What's going on?
Swedish fashion chain H&M’s struggling to get customers through its doors – both physical and virtual. It’s stock fell by 4% on Friday after it revealed its sales hadn’t grown for the last three months. Åh nej…
What does this mean?
Investors had expected sales (excluding the effect of swings in the value of currencies) to grow by half a percent more than the same time last year, but were disappointed by sales not only failing to meet those expectations, but not growing at all. This was in striking contrast to Spain’s Inditex… the owner of Zara reported growing sales and profits on Wednesday, helping its stock to rise by 4%.
Why should I care?
The bigger picture: It’s all about speed to market.
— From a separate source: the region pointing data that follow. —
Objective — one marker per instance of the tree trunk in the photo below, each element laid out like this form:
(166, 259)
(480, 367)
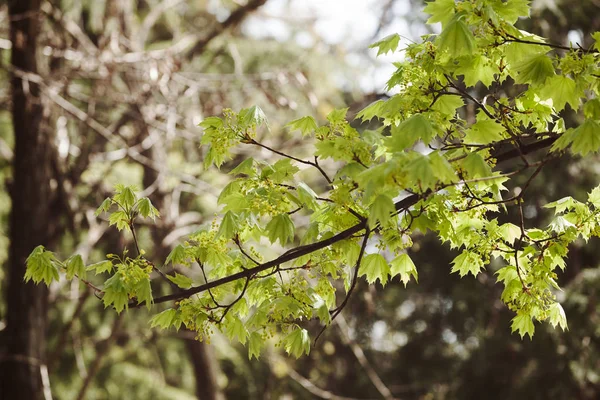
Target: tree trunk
(22, 365)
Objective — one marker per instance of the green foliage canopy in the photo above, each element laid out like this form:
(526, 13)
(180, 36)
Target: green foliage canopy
(430, 167)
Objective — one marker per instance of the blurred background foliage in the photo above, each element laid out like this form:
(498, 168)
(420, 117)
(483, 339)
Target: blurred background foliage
(126, 84)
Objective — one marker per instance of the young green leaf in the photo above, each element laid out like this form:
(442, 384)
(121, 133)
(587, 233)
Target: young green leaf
(180, 280)
(404, 266)
(456, 38)
(229, 225)
(387, 44)
(146, 209)
(381, 210)
(100, 267)
(177, 256)
(115, 293)
(75, 267)
(41, 266)
(466, 262)
(305, 125)
(523, 324)
(166, 319)
(281, 228)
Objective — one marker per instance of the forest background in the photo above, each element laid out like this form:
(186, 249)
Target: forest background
(112, 92)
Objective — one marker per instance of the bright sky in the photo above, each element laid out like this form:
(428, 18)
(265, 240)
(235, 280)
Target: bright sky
(348, 23)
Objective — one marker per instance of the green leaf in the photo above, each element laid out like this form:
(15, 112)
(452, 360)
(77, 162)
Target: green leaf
(442, 169)
(456, 38)
(475, 166)
(166, 319)
(297, 342)
(115, 293)
(448, 104)
(281, 228)
(534, 69)
(211, 123)
(596, 37)
(41, 267)
(337, 116)
(307, 196)
(104, 207)
(253, 116)
(181, 280)
(509, 232)
(75, 267)
(120, 219)
(305, 125)
(235, 329)
(561, 90)
(146, 209)
(229, 225)
(371, 111)
(246, 167)
(321, 310)
(143, 292)
(586, 138)
(560, 224)
(485, 131)
(387, 44)
(421, 171)
(380, 210)
(404, 266)
(255, 345)
(467, 262)
(125, 196)
(523, 324)
(476, 69)
(375, 267)
(100, 267)
(177, 256)
(594, 197)
(507, 274)
(591, 109)
(557, 316)
(562, 205)
(408, 132)
(511, 10)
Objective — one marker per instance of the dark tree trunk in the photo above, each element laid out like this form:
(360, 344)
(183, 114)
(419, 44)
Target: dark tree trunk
(205, 368)
(22, 364)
Shoppers have always coveted the outfits they see on their favorite celebrities or on the catwalk (a trend called “see now, buy now”) – but as the world gets smaller and instant gratification gets easier to achieve (same day shipping, anyone?), they are increasingly wanting to get these styles quickly and affordably. The brands that can get them to their customers the quickest stand to gain the most from “fast fashion”. It takes Inditex about a month to get fresh styles into its stores, while H&M customers have to wait closer to six months – which may explain why H&M is struggling to grow its sales while Inditex is all the rage.
For you personally: Did somebody say sale?
Three months ago, H&M had almost $4 billion of inventory on its books. In this last quarter, the firm will probably have added even more to its inventory – or it would have a hard time trying to sell winter wares in summer! Facing no sales growth, the company might turn to discounting to get customers to buy (or risk having the value of its huge inventory written-down to zero if it goes out of style and no one wants it).